Du low cost pleinement assumé. Le marché, qui va du petit accessoire de décoration au linge de maison, pèse aujourd'hui 3,5 milliards d'euros, soit + 11% de croissance l'an dernier. Le panier moyen n'excède pas les 25 euros, soit cinq articles à cinq euros environ. Ne pas monter en gamme, faire du low cost et ne pas en avoir honte, un peu comme dans l'aérien, c'est d'ailleurs l'autre gage de réussite. 

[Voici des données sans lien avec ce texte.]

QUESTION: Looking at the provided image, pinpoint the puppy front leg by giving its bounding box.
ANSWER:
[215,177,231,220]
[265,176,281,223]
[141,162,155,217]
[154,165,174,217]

Investir les centre-villes. La formule marche encore plus depuis la crise. Il n'est donc pas étonnant de voir aujourd'hui Gifi et la Foir'fouille en pole position pour racheter Tati. Pour ces enseignes, la stratégie est simple : continuer leur expansion, multiplier les points de vente, et surtout se rapprocher des centres-villes, des zones dans lesquelles ces géants du discount sont encore très peu présents.